Un problème de liquidités
Pendant presque deux heures, il s’est expliqué devant les élus et les acteurs économiques, tentant de convaincre de sa bonne foi. « Nous ne subissons pas la crise économique, mais la crise financière, a-t-il résumé. Nous n’avons pas de problème de rentabilité, mais de liquidités. » Autrement dit, ce sont les banques qui ne suivent plus. « Nous avons besoin d’un fonds de roulement de 750 000 € pour l’ensemble du groupe Mondial Biscuits. Il a été accordé par les banques mais pas honoré », poursuit Didier Chervin. « Aujourd’hui, nous avons une usine qui est structurée et nous avons des commandes. L’activité pourrait reprendre très vite », a-t-il également indiqué.
Invoquant des problèmes de trésorerie et de liquidités — « les banques n’ont pas respecté leurs engagements » — mais un peu moins ses nombreuses créances, le chef d’entreprise a assuré que les fonds allaient être débloqués au courant de la semaine pour payer la prime de fin novembre ainsi que les salaires de décembre et janvier.
Chômage partiel
Une demande de plan de sauvegarde devrait également être déposée aujourd’hui, auprès du tribunal de commerce, afin qu’un mandataire soit désigné, examine le passif du groupe Mondial Biscuits (auquel appartiennent, entre autres, Continental Biscuits à Buhl et Basté à Stosswihr) et décide ou non de la poursuite d’activité.
Alors que des commandes de biscuits arrivent encore, une mesure de chômage partiel va être mise en place pour le mois de février et rien ne permet de savoir si les salariés pourront reprendre un jour le travail.
Faut-il croire à ces promesses ? Affaire à suivre.
Dépollution : Le piège du Hammer à Munster
Didier Chervin n’est pas seulement à la tête de plusieurs biscuiteries. Il possède également plusieurs SCI, des sociétés civiles immobilières. Via l’une d’elles, la SCI Bergsol, et parallèlement au rachat de Biscuidor, il s’est porté acquéreur des anciens bâtiments de la société Hartmann, dans lesquels étaient entreposés des déchets hospitaliers. L’objectif était de tout dépolluer, de démolir et de réaffecter le site. Une opération qui devait être rentable.
« Quand il a acheté le site, c’était en connaissance de cause », reconnaît Pierre Dischinger, maire de Munster. Mais de préciser aussitôt : « Seulement, le volume des déchets avait été évalué à près de 400 tonnes. Or, il y en a au moins deux fois plus. Et leur qualité n’est pas celle annoncée au départ. » Malgré tout, en 2008, Didier Chervin s’est attelé à sa tâche.
« Il a fait du très bon boulot pendant six mois. Il a respecté la traçabilité dans l’élimination des déchets. Ce sont ainsi entre 200 et 220 tonnes qui ont été traitées, de même que 8 transformateurs au pyralène », précise le premier magistrat de Munster.

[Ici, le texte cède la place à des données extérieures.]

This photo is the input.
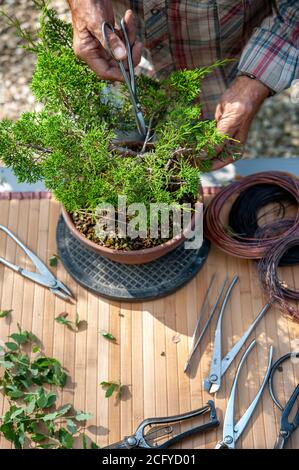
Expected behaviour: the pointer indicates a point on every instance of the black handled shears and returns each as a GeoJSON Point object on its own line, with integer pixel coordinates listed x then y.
{"type": "Point", "coordinates": [161, 428]}
{"type": "Point", "coordinates": [287, 427]}
{"type": "Point", "coordinates": [129, 76]}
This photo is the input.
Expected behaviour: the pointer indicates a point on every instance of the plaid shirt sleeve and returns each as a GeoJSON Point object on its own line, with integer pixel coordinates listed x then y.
{"type": "Point", "coordinates": [272, 53]}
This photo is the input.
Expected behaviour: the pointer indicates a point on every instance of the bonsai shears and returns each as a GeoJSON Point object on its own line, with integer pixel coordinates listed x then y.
{"type": "Point", "coordinates": [286, 427]}
{"type": "Point", "coordinates": [220, 365]}
{"type": "Point", "coordinates": [161, 428]}
{"type": "Point", "coordinates": [232, 431]}
{"type": "Point", "coordinates": [44, 277]}
{"type": "Point", "coordinates": [129, 76]}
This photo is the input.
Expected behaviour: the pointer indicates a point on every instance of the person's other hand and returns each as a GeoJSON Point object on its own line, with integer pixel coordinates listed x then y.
{"type": "Point", "coordinates": [237, 107]}
{"type": "Point", "coordinates": [88, 17]}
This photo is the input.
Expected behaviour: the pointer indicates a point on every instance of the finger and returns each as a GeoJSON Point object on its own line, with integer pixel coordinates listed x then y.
{"type": "Point", "coordinates": [115, 44]}
{"type": "Point", "coordinates": [136, 53]}
{"type": "Point", "coordinates": [131, 26]}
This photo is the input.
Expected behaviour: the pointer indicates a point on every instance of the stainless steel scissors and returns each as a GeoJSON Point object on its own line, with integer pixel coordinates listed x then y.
{"type": "Point", "coordinates": [232, 431]}
{"type": "Point", "coordinates": [286, 427]}
{"type": "Point", "coordinates": [44, 277]}
{"type": "Point", "coordinates": [159, 428]}
{"type": "Point", "coordinates": [129, 78]}
{"type": "Point", "coordinates": [220, 365]}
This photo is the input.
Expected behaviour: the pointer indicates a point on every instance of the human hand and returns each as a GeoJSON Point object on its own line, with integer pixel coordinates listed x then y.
{"type": "Point", "coordinates": [88, 17]}
{"type": "Point", "coordinates": [237, 107]}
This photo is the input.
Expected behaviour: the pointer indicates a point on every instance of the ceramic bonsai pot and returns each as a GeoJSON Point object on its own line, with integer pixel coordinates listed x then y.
{"type": "Point", "coordinates": [134, 256]}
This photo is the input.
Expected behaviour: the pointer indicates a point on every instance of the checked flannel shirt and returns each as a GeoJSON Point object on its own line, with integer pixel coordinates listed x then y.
{"type": "Point", "coordinates": [189, 33]}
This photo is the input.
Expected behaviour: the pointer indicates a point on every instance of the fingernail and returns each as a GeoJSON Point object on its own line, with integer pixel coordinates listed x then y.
{"type": "Point", "coordinates": [119, 53]}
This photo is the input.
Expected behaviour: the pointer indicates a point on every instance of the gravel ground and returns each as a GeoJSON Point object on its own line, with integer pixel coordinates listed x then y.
{"type": "Point", "coordinates": [275, 131]}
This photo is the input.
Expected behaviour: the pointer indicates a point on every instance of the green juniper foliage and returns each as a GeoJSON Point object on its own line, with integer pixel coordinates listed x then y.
{"type": "Point", "coordinates": [32, 418]}
{"type": "Point", "coordinates": [70, 144]}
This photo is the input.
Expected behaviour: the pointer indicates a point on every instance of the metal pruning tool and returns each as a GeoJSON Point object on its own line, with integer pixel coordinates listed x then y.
{"type": "Point", "coordinates": [220, 365]}
{"type": "Point", "coordinates": [232, 431]}
{"type": "Point", "coordinates": [129, 76]}
{"type": "Point", "coordinates": [159, 428]}
{"type": "Point", "coordinates": [197, 337]}
{"type": "Point", "coordinates": [44, 277]}
{"type": "Point", "coordinates": [286, 427]}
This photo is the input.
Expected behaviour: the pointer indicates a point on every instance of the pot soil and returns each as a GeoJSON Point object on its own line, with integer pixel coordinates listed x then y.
{"type": "Point", "coordinates": [137, 251]}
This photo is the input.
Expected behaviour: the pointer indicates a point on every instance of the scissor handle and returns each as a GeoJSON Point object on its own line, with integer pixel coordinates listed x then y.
{"type": "Point", "coordinates": [210, 407]}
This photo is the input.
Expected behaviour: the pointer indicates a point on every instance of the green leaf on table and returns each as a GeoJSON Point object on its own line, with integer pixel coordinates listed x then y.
{"type": "Point", "coordinates": [71, 426]}
{"type": "Point", "coordinates": [5, 313]}
{"type": "Point", "coordinates": [12, 346]}
{"type": "Point", "coordinates": [31, 406]}
{"type": "Point", "coordinates": [53, 261]}
{"type": "Point", "coordinates": [80, 416]}
{"type": "Point", "coordinates": [61, 319]}
{"type": "Point", "coordinates": [120, 391]}
{"type": "Point", "coordinates": [65, 438]}
{"type": "Point", "coordinates": [6, 364]}
{"type": "Point", "coordinates": [84, 442]}
{"type": "Point", "coordinates": [107, 335]}
{"type": "Point", "coordinates": [110, 390]}
{"type": "Point", "coordinates": [38, 437]}
{"type": "Point", "coordinates": [93, 445]}
{"type": "Point", "coordinates": [20, 338]}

Seulement cette « bonne volonté », selon les mots de Pierre Dischinger, a été stoppée par une visite de l’inspection du travail : « À raison, sûrement, ils ont arrêté le chantier dans l’heure. »
Et depuis ? Plus rien. Le maire de Munster pense que l’entrepreneur, qui travaillait sous le regard de la préfecture, a été quelque peu vexé par cette décision d’arrêt. « L’administration aurait peut-être pu le rencontrer et lui expliquer comment poursuivre dans les règles son travail… », avance-t-il avant de préciser que sa collectivité a toujours entretenu de bonnes relations avec Didier Chervin : « Nous avons toujours essayé de l’accompagner. »

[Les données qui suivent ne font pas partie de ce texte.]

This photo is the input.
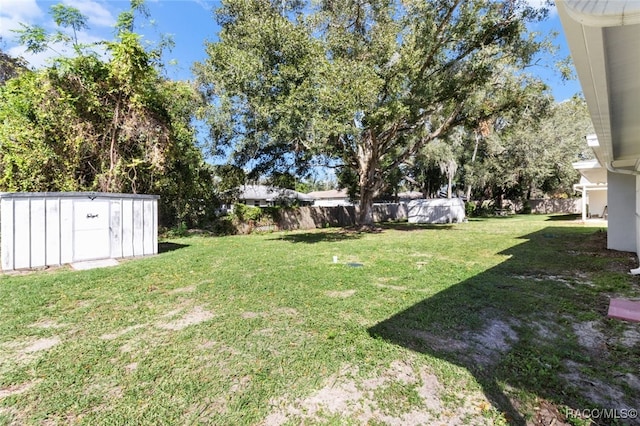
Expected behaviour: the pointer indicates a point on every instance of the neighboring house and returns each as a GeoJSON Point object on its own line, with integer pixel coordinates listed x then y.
{"type": "Point", "coordinates": [405, 197]}
{"type": "Point", "coordinates": [593, 187]}
{"type": "Point", "coordinates": [604, 39]}
{"type": "Point", "coordinates": [269, 196]}
{"type": "Point", "coordinates": [330, 198]}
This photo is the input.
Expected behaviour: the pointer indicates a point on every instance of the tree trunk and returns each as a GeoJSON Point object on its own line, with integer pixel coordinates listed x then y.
{"type": "Point", "coordinates": [367, 159]}
{"type": "Point", "coordinates": [473, 160]}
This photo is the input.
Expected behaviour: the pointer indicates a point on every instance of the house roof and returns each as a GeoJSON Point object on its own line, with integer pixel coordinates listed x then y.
{"type": "Point", "coordinates": [604, 39]}
{"type": "Point", "coordinates": [411, 195]}
{"type": "Point", "coordinates": [592, 172]}
{"type": "Point", "coordinates": [332, 194]}
{"type": "Point", "coordinates": [270, 193]}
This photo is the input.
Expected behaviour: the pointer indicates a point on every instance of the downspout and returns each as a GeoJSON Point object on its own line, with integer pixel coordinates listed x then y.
{"type": "Point", "coordinates": [583, 196]}
{"type": "Point", "coordinates": [634, 172]}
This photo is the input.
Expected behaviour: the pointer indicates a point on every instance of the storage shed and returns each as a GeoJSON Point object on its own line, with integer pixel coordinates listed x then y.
{"type": "Point", "coordinates": [437, 210]}
{"type": "Point", "coordinates": [54, 228]}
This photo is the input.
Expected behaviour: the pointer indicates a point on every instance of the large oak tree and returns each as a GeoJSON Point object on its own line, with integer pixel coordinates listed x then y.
{"type": "Point", "coordinates": [364, 82]}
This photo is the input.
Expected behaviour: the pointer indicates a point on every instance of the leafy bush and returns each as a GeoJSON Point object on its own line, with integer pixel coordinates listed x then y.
{"type": "Point", "coordinates": [244, 213]}
{"type": "Point", "coordinates": [224, 226]}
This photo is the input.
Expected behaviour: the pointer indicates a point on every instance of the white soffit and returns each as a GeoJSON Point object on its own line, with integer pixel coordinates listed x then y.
{"type": "Point", "coordinates": [604, 39]}
{"type": "Point", "coordinates": [604, 13]}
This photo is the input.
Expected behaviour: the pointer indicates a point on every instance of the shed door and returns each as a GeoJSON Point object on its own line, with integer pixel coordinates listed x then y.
{"type": "Point", "coordinates": [91, 230]}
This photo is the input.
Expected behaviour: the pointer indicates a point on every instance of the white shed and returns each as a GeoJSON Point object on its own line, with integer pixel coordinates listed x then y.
{"type": "Point", "coordinates": [54, 228]}
{"type": "Point", "coordinates": [437, 210]}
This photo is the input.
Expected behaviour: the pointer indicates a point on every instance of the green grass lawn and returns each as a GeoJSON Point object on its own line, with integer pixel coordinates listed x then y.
{"type": "Point", "coordinates": [492, 321]}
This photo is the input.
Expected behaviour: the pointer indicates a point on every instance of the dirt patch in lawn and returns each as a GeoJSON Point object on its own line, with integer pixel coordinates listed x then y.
{"type": "Point", "coordinates": [399, 395]}
{"type": "Point", "coordinates": [341, 294]}
{"type": "Point", "coordinates": [181, 290]}
{"type": "Point", "coordinates": [196, 315]}
{"type": "Point", "coordinates": [47, 324]}
{"type": "Point", "coordinates": [484, 347]}
{"type": "Point", "coordinates": [124, 331]}
{"type": "Point", "coordinates": [39, 345]}
{"type": "Point", "coordinates": [16, 389]}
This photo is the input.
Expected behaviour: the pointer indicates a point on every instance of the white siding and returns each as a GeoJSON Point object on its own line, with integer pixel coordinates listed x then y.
{"type": "Point", "coordinates": [621, 201]}
{"type": "Point", "coordinates": [45, 229]}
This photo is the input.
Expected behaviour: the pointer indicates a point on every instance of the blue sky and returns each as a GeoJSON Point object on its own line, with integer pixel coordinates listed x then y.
{"type": "Point", "coordinates": [190, 22]}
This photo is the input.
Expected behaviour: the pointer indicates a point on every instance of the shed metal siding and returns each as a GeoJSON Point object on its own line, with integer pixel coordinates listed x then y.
{"type": "Point", "coordinates": [48, 229]}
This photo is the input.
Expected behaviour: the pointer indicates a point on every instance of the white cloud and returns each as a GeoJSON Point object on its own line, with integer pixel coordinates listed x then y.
{"type": "Point", "coordinates": [551, 5]}
{"type": "Point", "coordinates": [13, 12]}
{"type": "Point", "coordinates": [98, 15]}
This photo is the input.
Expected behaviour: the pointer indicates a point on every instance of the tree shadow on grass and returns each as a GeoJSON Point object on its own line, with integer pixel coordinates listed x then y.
{"type": "Point", "coordinates": [406, 226]}
{"type": "Point", "coordinates": [165, 247]}
{"type": "Point", "coordinates": [534, 326]}
{"type": "Point", "coordinates": [564, 217]}
{"type": "Point", "coordinates": [319, 237]}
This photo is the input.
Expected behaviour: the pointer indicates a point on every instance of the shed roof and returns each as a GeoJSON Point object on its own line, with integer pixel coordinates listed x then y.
{"type": "Point", "coordinates": [270, 193]}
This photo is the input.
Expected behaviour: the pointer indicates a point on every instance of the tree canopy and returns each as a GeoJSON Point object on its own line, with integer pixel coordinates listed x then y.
{"type": "Point", "coordinates": [367, 83]}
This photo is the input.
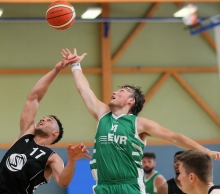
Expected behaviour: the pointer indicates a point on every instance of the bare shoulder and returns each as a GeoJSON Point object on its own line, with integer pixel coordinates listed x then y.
{"type": "Point", "coordinates": [143, 124]}
{"type": "Point", "coordinates": [103, 109]}
{"type": "Point", "coordinates": [159, 181]}
{"type": "Point", "coordinates": [215, 191]}
{"type": "Point", "coordinates": [54, 158]}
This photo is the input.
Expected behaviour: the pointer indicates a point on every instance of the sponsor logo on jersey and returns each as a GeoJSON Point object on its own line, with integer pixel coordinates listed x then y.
{"type": "Point", "coordinates": [16, 162]}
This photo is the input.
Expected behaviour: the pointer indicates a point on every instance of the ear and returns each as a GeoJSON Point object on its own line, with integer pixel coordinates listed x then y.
{"type": "Point", "coordinates": [55, 133]}
{"type": "Point", "coordinates": [131, 101]}
{"type": "Point", "coordinates": [192, 177]}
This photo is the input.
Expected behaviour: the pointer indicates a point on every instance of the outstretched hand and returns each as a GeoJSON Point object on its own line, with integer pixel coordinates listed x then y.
{"type": "Point", "coordinates": [77, 152]}
{"type": "Point", "coordinates": [68, 55]}
{"type": "Point", "coordinates": [67, 60]}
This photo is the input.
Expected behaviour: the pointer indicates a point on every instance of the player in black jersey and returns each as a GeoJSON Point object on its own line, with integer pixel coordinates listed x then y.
{"type": "Point", "coordinates": [30, 162]}
{"type": "Point", "coordinates": [196, 173]}
{"type": "Point", "coordinates": [172, 186]}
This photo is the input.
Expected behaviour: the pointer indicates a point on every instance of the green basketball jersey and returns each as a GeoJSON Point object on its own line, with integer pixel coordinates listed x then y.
{"type": "Point", "coordinates": [149, 183]}
{"type": "Point", "coordinates": [118, 150]}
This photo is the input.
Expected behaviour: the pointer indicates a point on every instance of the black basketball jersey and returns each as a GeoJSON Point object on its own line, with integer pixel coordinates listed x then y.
{"type": "Point", "coordinates": [22, 167]}
{"type": "Point", "coordinates": [215, 187]}
{"type": "Point", "coordinates": [173, 188]}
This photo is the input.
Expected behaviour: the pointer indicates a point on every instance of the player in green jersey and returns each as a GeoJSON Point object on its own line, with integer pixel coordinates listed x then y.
{"type": "Point", "coordinates": [121, 135]}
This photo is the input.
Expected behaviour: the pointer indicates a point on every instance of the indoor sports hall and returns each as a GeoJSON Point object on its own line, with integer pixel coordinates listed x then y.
{"type": "Point", "coordinates": [175, 61]}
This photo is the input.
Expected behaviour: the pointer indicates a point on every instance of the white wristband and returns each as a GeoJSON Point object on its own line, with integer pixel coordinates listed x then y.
{"type": "Point", "coordinates": [75, 66]}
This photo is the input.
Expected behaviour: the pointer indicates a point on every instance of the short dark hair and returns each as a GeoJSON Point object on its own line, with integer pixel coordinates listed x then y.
{"type": "Point", "coordinates": [139, 97]}
{"type": "Point", "coordinates": [197, 162]}
{"type": "Point", "coordinates": [149, 155]}
{"type": "Point", "coordinates": [178, 153]}
{"type": "Point", "coordinates": [60, 129]}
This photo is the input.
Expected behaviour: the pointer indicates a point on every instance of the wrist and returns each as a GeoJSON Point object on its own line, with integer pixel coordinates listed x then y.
{"type": "Point", "coordinates": [76, 66]}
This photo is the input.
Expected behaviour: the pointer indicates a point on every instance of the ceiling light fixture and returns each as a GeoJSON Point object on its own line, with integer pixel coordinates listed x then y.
{"type": "Point", "coordinates": [187, 10]}
{"type": "Point", "coordinates": [91, 13]}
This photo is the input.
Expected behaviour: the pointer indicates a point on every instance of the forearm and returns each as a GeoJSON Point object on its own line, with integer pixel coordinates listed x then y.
{"type": "Point", "coordinates": [67, 174]}
{"type": "Point", "coordinates": [80, 80]}
{"type": "Point", "coordinates": [41, 87]}
{"type": "Point", "coordinates": [187, 143]}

Le permis de démolir obtenu à l’origine par Didier Chervin court jusqu’à la fin du mois de février. Or, sans dépollution, pas de démolition possible et donc pas de réaffectation des lieux. À Munster, les élus regrettent cet arrêt. « En se portant acquéreur du Hammer, il nous ôtait une belle épine du pied… », concède un adjoint. Maintenant, tous s’interrogent sur la capacité de l’entrepreneur de poursuivre ce travail de titan.